Diese „Visual Intelligence“-Funktionen, die Apple 2024 einzuführen begann, werden in eine prominentere Position innerhalb der nativen Kamera-App verschoben. Die Integration fortschrittlicher KI-basierter Fotobearbeitung – entwickelt, um Bilder zu erweitern, zu verbessern und neu zu rahmen – erfordert erheblichen lokalen Speicher und Rechenleistung, um mit den Fähigkeiten aktueller High-End-Android-Geräte mithalten zu können. Durch die Erhöhung des Basisspeichers in seiner Hardware stellt Apple sicher, dass diese Softwarefunktionen leistungsfähig bleiben, ohne ausschließlich auf Cloud-basierte Verarbeitung angewiesen zu sein.

Ausblick für Apples Premium-Markenstrategie

Trotz der Absage des „iPad Ultra“ gibt Apple seine High-End-Ambitionen nicht vollständig auf. Berichten zufolge prüft das Unternehmen weiterhin die Ausweitung der „Ultra“-Marke auf andere Kategorien. Ein faltbares „iPhone Ultra“ mit einem ungefähren Preis von 2.000 Dollar bleibt für 2026 eine Möglichkeit, möglicherweise mit einem 7,8-Zoll-Innendisplay und dem A20 Pro-Chip. Zudem wird ein „MacBook Ultra“ mit M6-Prozessor und OLED-Touchdisplay für einen ähnlichen Zeitraum gemunkelt.

Der Weg zu diesen Premium-Veröffentlichungen ist jedoch mit technischen und wirtschaftlichen Hürden gepflastert. Während Apple Berichten zufolge ein 20-Zoll-faltbares iPad entwickelt, wird das Projekt aufgrund des volatilen Marktes für teure Großformat-Tablets derzeit als risikoreich eingestuft. Langfristig blickt Apple auch auf das Jahr 2029 für große Display-Upgrades: Geplant ist die Einführung von 24-Zoll-OLED-Panels für die iMac-Reihe, bezogen von Partnern wie Samsung Display und LG Display.

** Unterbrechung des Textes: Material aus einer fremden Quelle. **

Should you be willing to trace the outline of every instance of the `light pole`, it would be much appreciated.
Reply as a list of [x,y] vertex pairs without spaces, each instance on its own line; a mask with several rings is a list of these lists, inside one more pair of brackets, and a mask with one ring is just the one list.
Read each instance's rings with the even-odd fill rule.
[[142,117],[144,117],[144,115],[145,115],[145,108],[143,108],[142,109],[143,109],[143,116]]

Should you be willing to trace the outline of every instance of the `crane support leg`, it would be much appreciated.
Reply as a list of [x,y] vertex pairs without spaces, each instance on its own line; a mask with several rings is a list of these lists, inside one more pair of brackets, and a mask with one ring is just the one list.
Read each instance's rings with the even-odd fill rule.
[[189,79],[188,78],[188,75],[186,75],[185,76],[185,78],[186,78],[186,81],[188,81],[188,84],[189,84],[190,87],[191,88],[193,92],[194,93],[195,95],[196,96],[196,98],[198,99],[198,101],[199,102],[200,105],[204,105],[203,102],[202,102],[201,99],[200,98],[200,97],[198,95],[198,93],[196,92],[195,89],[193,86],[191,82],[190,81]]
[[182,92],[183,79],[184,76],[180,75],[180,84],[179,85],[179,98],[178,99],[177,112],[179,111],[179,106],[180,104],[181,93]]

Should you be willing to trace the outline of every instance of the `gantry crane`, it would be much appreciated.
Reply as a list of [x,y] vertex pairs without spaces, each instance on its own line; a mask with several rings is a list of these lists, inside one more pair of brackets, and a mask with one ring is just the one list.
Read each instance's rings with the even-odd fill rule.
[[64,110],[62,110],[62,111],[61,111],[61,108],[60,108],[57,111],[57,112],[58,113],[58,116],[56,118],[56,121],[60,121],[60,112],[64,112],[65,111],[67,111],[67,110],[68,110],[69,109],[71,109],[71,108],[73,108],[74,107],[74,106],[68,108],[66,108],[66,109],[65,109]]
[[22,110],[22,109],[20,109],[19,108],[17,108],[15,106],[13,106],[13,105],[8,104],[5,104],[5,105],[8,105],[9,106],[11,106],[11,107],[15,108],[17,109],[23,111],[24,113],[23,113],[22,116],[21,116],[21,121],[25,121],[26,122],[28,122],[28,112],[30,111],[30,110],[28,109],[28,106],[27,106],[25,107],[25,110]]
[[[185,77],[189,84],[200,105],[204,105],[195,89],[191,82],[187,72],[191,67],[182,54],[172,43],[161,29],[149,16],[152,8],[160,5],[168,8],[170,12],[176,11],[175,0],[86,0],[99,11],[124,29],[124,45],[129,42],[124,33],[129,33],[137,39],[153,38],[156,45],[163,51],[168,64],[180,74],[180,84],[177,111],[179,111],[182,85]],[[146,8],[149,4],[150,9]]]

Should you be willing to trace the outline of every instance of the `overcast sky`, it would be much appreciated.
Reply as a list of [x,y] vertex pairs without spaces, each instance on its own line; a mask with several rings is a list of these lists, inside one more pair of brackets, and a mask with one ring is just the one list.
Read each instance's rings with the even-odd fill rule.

Für die unmittelbare Zukunft scheint Apples Strategie auf Konsolidierung und wesentliche Upgrades zu setzen. Durch die Konzentration auf den 2nm-Übergang und die Behebung von Speicher-Engpässen in der MacBook-Reihe will das Unternehmen die aktuelle Phase der Halbleiter-Inflation überstehen, während es sein Ökosystem auf eine KI-intensivere Zukunft vorbereitet. Der Erfolg dieses Übergangs wird davon abhängen, ob die Verbraucher bereit sind, die höheren Preisuntergrenzen zu akzeptieren, die durch die steigenden Kosten für Silizium und Speicher moderner Computer notwendig geworden sind.